A suit filed against the Anne Arundel County Board of Education by a Hanover woman whose son inadvertently was locked in a school bus is the latest in a strange flurry of lawsuits filed against the school system.

In this case, Elizabeth Conlee is seeking $100,000 because she said her 6-year-old son suffered physical and psychological wounds after he fell asleep on the bus and was locked inside by a driver at the end of his shift. School officials say drivers are supposed to check the buses before they get off, but, for some reason, the driver didn't see the sleeping boy.

The courts eventually will decide whether the board and bus company should be held accountable for the mistake, but the incident poses a more serious question about why so many people are suing the school board these days.

Until recently, only two or three suits were filed against the Anne Arundel school board each year. Most of those stemmed from school bus accidents in which passengers, pedestrians or motorists claimed injury.

But in the past 18 months, more than a dozen lawsuits have been filed against the education board. As might be expected, some of the litigation was spawned by the Ronald Price case; the Northeast High School teacher was tried and convicted of having sex with students. But most of the lawsuits have nothing to do with sexual improprieties. They include a suit filed by a former substitute teacher who was removed from the substitute-teacher list; a recovering drug addict who was denied a teaching job; a jogger who tripped over a pipe on school property, and a student injured in a fight who is claiming that teachers failed to intervene fast enough.

No one knows whether the recent spate of school-related litigation in Anne Arundel is a fluke or the beginning of a lasting trend.

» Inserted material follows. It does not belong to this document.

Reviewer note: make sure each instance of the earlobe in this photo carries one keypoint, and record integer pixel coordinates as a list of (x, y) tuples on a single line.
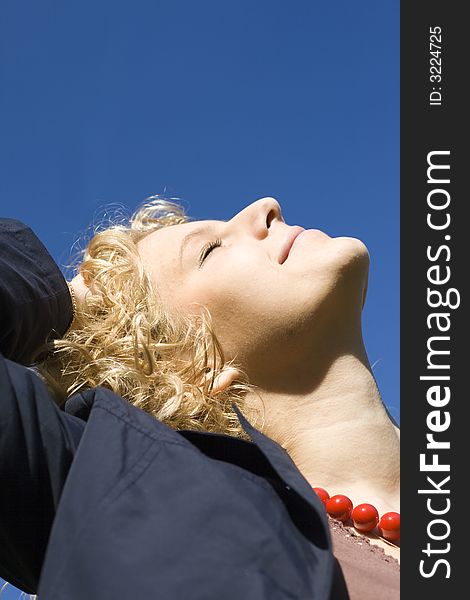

We would be tempted to attribute the rise in litigation simply to our increasingly litigious society. Lawyers get on television and encourage people to sue. And the suits play to our desire to avoid responsibility and blame the other guy.

But county lawyers have not seen the same increase in lawsuits against other arms of the government, such as the fire and police departments. We wonder if there's another explanation: Could citizens have grown so contemptuous of the school system that they are venting their anger in the courts over any issue they can find?